23 Jan 2006

Skinny Dipping


Wonderful news for Kenya’s tourist industry – the US navy has intercepted a Somali pirate ship, fired across it’s bows  and detained 10 ‘skinnies’, the US forces nickname for Somali gunmen. They also freed 16 Indian crewmen the pirates had captured. Sailors aboard the dhow told the US  Navy that pirates hijacked the vessel six days ago near Mogadishu and  then used it to stage  attacks on merchant ships.

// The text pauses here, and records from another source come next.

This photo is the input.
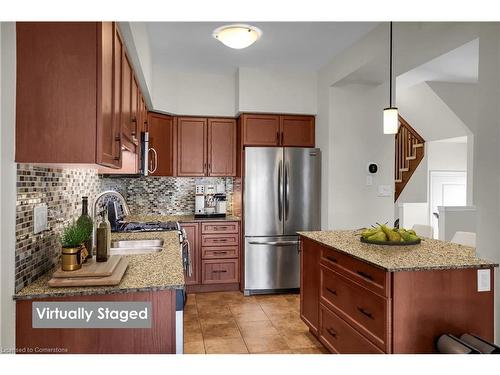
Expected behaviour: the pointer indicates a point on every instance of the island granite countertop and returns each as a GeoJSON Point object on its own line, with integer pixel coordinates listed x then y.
{"type": "Point", "coordinates": [179, 218]}
{"type": "Point", "coordinates": [428, 255]}
{"type": "Point", "coordinates": [145, 272]}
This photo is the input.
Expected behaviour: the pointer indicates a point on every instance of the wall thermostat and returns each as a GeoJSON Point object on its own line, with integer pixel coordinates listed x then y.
{"type": "Point", "coordinates": [372, 167]}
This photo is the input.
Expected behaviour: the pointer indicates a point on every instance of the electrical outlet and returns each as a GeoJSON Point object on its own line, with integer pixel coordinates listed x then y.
{"type": "Point", "coordinates": [483, 280]}
{"type": "Point", "coordinates": [385, 191]}
{"type": "Point", "coordinates": [40, 214]}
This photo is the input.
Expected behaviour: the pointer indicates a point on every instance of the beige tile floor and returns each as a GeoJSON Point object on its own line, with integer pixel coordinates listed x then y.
{"type": "Point", "coordinates": [230, 323]}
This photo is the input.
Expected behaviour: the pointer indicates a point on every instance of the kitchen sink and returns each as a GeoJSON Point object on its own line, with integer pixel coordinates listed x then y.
{"type": "Point", "coordinates": [134, 247]}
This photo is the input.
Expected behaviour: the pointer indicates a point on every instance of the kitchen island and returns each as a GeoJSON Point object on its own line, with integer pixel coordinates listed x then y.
{"type": "Point", "coordinates": [363, 298]}
{"type": "Point", "coordinates": [156, 277]}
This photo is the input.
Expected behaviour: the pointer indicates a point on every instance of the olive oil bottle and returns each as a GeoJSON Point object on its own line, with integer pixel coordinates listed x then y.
{"type": "Point", "coordinates": [103, 238]}
{"type": "Point", "coordinates": [86, 221]}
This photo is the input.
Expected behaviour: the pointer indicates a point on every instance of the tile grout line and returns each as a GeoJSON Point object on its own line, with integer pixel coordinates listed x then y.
{"type": "Point", "coordinates": [199, 323]}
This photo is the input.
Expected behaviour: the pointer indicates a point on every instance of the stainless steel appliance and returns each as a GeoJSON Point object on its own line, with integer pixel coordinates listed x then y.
{"type": "Point", "coordinates": [281, 197]}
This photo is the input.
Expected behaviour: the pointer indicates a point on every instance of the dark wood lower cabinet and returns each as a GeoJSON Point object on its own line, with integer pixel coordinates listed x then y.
{"type": "Point", "coordinates": [355, 307]}
{"type": "Point", "coordinates": [216, 256]}
{"type": "Point", "coordinates": [160, 338]}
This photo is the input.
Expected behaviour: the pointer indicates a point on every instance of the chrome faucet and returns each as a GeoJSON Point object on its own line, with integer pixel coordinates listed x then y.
{"type": "Point", "coordinates": [126, 210]}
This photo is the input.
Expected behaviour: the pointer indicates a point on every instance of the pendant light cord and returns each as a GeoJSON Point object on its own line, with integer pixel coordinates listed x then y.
{"type": "Point", "coordinates": [390, 65]}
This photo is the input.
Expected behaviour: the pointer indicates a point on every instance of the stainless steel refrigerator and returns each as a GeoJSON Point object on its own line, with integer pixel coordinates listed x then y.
{"type": "Point", "coordinates": [281, 197]}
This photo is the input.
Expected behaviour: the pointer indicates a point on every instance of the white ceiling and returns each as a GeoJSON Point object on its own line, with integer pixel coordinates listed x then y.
{"type": "Point", "coordinates": [458, 65]}
{"type": "Point", "coordinates": [189, 46]}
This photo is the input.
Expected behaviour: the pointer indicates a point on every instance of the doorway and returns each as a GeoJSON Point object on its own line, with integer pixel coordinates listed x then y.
{"type": "Point", "coordinates": [446, 188]}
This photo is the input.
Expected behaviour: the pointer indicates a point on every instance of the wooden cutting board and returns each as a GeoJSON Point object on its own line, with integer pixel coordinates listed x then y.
{"type": "Point", "coordinates": [114, 279]}
{"type": "Point", "coordinates": [91, 269]}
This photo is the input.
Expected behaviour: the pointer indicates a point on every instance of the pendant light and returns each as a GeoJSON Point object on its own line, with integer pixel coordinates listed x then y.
{"type": "Point", "coordinates": [391, 121]}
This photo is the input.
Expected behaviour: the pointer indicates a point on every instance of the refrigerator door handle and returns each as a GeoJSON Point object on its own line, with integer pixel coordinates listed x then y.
{"type": "Point", "coordinates": [287, 190]}
{"type": "Point", "coordinates": [280, 191]}
{"type": "Point", "coordinates": [275, 243]}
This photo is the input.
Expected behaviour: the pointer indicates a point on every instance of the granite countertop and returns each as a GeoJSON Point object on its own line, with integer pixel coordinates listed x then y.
{"type": "Point", "coordinates": [428, 255]}
{"type": "Point", "coordinates": [145, 272]}
{"type": "Point", "coordinates": [179, 218]}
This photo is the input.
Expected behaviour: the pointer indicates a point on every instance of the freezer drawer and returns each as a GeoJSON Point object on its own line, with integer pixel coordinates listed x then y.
{"type": "Point", "coordinates": [271, 263]}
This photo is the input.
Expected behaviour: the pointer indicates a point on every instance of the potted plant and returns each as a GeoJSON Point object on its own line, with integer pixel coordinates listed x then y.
{"type": "Point", "coordinates": [73, 253]}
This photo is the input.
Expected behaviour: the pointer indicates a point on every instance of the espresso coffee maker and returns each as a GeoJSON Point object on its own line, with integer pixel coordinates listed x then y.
{"type": "Point", "coordinates": [208, 200]}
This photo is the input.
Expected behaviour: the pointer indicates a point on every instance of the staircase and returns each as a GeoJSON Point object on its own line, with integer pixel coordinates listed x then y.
{"type": "Point", "coordinates": [409, 153]}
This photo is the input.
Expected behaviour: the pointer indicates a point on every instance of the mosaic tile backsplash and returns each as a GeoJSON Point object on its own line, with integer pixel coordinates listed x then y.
{"type": "Point", "coordinates": [164, 195]}
{"type": "Point", "coordinates": [62, 191]}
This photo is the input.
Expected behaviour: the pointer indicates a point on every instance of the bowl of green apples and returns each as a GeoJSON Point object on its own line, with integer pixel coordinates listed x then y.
{"type": "Point", "coordinates": [384, 235]}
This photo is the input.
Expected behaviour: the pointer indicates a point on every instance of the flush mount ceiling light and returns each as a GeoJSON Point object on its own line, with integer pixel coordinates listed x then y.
{"type": "Point", "coordinates": [391, 116]}
{"type": "Point", "coordinates": [237, 36]}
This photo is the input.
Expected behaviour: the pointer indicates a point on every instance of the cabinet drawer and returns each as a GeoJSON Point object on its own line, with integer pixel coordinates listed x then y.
{"type": "Point", "coordinates": [220, 252]}
{"type": "Point", "coordinates": [219, 240]}
{"type": "Point", "coordinates": [365, 310]}
{"type": "Point", "coordinates": [340, 337]}
{"type": "Point", "coordinates": [220, 271]}
{"type": "Point", "coordinates": [219, 227]}
{"type": "Point", "coordinates": [371, 277]}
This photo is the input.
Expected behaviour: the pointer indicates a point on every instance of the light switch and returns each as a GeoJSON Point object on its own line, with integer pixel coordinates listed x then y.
{"type": "Point", "coordinates": [483, 280]}
{"type": "Point", "coordinates": [385, 191]}
{"type": "Point", "coordinates": [40, 218]}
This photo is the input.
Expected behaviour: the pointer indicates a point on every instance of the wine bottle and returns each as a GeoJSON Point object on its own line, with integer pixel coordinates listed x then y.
{"type": "Point", "coordinates": [86, 221]}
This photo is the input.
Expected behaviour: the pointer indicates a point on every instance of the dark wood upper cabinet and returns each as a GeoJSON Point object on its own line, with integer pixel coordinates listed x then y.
{"type": "Point", "coordinates": [297, 131]}
{"type": "Point", "coordinates": [108, 150]}
{"type": "Point", "coordinates": [74, 96]}
{"type": "Point", "coordinates": [64, 93]}
{"type": "Point", "coordinates": [161, 145]}
{"type": "Point", "coordinates": [260, 130]}
{"type": "Point", "coordinates": [126, 113]}
{"type": "Point", "coordinates": [221, 147]}
{"type": "Point", "coordinates": [277, 130]}
{"type": "Point", "coordinates": [191, 146]}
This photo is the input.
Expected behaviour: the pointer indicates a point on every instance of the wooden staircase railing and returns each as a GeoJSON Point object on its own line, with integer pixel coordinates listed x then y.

It was not long ago that our tours industry suffered a major blow when these same Somali  pirates attacked an American cruise ship on it’s way to  Mombasa.  Naturally everyone in Kenya is relieved and I doubt we will be hearing the usual  anti-American chatter from our  biased news media.

My Compedium of African Geography (1858) describes the inhabitants of the Somali coast as “treacherous ,boisterous and turbulent” and warns the coast is to be avoided and the people “ best left well alone.” Nothing much has changed.  Most Kenyans will be hoping the US Navy keeps up it’s attacks and patrols on these sea-vermin.

In an excellent irony, the pirates were captured by the USS Winston S. Churchill, named after a renowed someone who knew a thing or two about chasing fanatical Muslim tribesmen around , see for example “The River War”.

What of the punishments for piracy these days?  "The disposition of people and vessels involved in acts of piracy on the high seas are based on a variety of factors, including the offense, the flags of the vessels, the nationalities of the crew, and others,"  said a very PC-sounding Lt. Leslie Hull-Ryde of U.S. Naval Forces Central Command in Bahrain. Whatever happened to  that old favorite, walking-the-plank?